On Wed, Sep 17, 2003 at 09:58:16PM -0400, Bruce Feist wrote:
> Bob Hall wrote:
> >Bruce Feist has initiated a discussion with me off the list,
> Off the list by accident, by the way. I sometimes forget that in this
> list I need to do a REPLY ALL. I generally don't go private unless I
> want to avoid embarassing someone or need to discuss something genuinely
> of no interest to others in the group; in this case, the conversation
> was of general interest and reasonably civil <g>.

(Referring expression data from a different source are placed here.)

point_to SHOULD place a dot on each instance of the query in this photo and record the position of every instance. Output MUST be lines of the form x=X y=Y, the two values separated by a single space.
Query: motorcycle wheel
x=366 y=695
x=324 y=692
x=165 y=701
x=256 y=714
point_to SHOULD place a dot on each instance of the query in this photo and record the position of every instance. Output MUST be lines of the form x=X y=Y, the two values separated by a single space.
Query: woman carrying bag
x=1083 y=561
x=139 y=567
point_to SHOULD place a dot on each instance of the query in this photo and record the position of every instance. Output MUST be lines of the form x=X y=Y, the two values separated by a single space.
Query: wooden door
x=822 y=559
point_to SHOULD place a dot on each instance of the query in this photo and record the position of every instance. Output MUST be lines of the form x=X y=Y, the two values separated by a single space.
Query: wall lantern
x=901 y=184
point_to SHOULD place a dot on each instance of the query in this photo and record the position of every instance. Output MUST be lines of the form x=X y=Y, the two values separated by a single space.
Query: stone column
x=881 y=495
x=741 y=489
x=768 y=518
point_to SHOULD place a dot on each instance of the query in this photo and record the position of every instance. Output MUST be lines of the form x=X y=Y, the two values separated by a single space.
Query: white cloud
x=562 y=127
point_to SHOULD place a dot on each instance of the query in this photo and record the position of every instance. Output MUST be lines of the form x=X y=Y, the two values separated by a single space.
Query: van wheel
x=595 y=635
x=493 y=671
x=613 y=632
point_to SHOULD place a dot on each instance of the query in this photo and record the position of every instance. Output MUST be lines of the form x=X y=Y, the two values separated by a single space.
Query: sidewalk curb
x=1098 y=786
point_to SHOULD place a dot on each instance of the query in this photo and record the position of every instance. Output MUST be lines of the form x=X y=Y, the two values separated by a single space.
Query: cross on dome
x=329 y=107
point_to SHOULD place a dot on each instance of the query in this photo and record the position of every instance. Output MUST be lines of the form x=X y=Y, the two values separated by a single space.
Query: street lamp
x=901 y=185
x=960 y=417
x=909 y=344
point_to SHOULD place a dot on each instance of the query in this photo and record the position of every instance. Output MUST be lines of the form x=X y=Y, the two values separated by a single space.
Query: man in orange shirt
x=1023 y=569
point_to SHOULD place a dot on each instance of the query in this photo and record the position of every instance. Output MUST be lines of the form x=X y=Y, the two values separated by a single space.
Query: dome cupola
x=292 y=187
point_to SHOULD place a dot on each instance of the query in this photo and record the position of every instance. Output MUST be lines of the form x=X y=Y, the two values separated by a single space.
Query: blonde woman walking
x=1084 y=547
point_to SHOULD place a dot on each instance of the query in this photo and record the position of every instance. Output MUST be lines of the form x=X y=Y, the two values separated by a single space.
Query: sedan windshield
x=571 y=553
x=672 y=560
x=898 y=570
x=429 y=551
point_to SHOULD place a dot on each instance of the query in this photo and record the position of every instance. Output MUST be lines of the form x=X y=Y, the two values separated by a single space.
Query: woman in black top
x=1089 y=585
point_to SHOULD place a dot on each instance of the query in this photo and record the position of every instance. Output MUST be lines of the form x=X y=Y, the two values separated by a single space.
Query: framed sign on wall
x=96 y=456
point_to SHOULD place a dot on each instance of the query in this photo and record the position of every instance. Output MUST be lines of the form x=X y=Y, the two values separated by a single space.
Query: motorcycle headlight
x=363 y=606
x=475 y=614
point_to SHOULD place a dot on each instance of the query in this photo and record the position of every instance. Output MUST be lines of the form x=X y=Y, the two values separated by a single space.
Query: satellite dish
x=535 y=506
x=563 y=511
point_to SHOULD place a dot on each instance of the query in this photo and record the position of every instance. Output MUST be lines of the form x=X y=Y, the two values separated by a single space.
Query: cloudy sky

> >The conventional definition of NULL, whether or not it is included in
> >the SQL standard, is "Not Known" or "Not Applicable". This is both
> >precise and ambiguous: Ambiguous because it has two possible meanings,
> >and precise because it has only those two meanings.
> I'll agree with that.
> >an unambiguous definition of NULL, found in the SQL standard, is
> >the value that always causes a comparison operator to return FALSE in
> >any known DBMS.
> Interesting approach. I haven't thought it through completely enough to
> decide whether or not I can agree that this is an unambiguous
> definition. For instance, I'm not sure what SQL is supposed to evaluate
> 0/0 as -- is it NULL, or does it invalidate the statement computing it,
> or is it some non-NULL null-like thing? (Rhetorical question; I don't
> necessarily expect an answer, although one would be nice.)
RDBMSs seem to be roughly evenly divided between those that return
NULL and those that return an error. This leads me to believe that
the SQL standard doesn't say what to do when 0/0 is attempted.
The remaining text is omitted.